Factor Graph for Pose Estimation

Slide: Overview of factor graphs in pose estimation, emphasizing their benefits over Kalman Filters for handling complex dependencies. Covers dynamic Bayesian networks, information forms, and smoothing for efficient state estimation.

Kalman Filter

Markov Chain

The classic Kalman Filter corresponds to a simple Markov Chain:

Core Assumptions:

Markov Property: The current state \(x_k\) depends only on the immediate previous state \(x_{k-1}\) and input \(u_k\)
Conditional Independence: Given the current state \(x_k\), the observation \(y_k\) is independent of all other states and observations.
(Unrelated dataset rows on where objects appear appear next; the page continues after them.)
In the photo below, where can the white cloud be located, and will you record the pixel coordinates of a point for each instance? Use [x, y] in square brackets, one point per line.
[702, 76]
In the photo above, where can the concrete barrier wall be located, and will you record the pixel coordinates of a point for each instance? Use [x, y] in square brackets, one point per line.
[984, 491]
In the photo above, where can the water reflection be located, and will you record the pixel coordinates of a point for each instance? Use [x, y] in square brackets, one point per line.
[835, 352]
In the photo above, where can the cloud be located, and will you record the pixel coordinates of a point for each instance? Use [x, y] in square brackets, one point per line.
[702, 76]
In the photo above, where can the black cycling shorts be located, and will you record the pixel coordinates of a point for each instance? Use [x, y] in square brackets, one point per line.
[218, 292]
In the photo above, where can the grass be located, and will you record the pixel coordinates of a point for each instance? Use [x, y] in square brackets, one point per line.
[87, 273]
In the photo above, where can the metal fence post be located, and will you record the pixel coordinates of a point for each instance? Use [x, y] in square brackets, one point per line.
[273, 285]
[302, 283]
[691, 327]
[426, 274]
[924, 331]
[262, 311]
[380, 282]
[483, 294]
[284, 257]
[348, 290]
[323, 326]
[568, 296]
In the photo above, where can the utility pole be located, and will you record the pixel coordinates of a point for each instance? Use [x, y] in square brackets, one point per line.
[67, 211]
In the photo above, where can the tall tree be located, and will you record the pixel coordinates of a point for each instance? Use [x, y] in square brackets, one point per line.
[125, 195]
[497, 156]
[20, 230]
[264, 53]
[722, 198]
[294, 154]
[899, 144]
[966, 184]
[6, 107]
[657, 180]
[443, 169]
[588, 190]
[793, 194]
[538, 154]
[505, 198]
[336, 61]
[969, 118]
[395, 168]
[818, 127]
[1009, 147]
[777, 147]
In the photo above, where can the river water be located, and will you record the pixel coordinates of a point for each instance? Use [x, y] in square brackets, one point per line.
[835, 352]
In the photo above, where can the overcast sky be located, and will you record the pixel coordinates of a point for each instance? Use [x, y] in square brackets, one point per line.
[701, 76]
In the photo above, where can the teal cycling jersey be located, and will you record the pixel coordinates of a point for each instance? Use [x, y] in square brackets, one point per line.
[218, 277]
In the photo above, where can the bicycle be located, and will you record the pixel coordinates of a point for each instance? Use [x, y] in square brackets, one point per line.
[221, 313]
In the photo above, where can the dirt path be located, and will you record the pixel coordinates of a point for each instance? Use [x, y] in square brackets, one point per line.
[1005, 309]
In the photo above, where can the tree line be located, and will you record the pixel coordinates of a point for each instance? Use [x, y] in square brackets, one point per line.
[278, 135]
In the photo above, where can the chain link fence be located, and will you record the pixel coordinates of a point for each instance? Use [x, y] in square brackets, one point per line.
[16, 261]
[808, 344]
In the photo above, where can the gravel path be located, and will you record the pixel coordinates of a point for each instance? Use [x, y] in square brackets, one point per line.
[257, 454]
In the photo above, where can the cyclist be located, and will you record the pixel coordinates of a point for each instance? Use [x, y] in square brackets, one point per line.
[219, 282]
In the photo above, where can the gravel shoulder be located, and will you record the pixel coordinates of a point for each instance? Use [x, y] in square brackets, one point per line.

Scenario 1: Spatio-Temporal Constraints

A robot revisits a location, observing the same landmark \(l\) at two different times, \(k_1\) and \(k_2\):

\[ \underset{\text{obs. }l}{x_{k_1}}\to x_{k_1+1} \to \cdots {x_{k_2-1}\to \underset{\text{obs. }l}{x_{k_2}}} \]

These two observations create a direct constraint between pose \(x_{k_1}\) and pose \(x_{k_2}\). In the Kalman Filter, this connection is not direct. We need a way to directly link \(x_{k_1}\) and \(x_{k_2}\).

Scenario 2: Physical Constraints

When tracking multiple objects, they may be subject to physical interaction constraints

\[ \begin{aligned} \text{Object A: }\; x_0^A\to\underbrace{x_1^A \to x_2^A}_\text{interact with B} \to \cdots \\ \text{Object B: }\; x_0^B\to\underbrace{x_1^B \to x_2^B}_\text{interact with A} \to \cdots \end{aligned} \]

The Kalman Filter, designed for a single Markov chain, cannot natively represent this cross-object dependency.

Factor Graph

Dynamic Bayesian Networks

Dynamic Bayesian Networks (DBNs) provide a more flexible framework than a simple Markov chain for representing probabilistic dependencies across time.

Extensions:

Arbitrary Time-Span Dependencies: States can depend on states several steps back.
Complex Inter-Variable Constraints: Multiple variables within a time slice can be interconnected.
Hierarchical State Representations: States can be decomposed into sub-states with their own dependencies.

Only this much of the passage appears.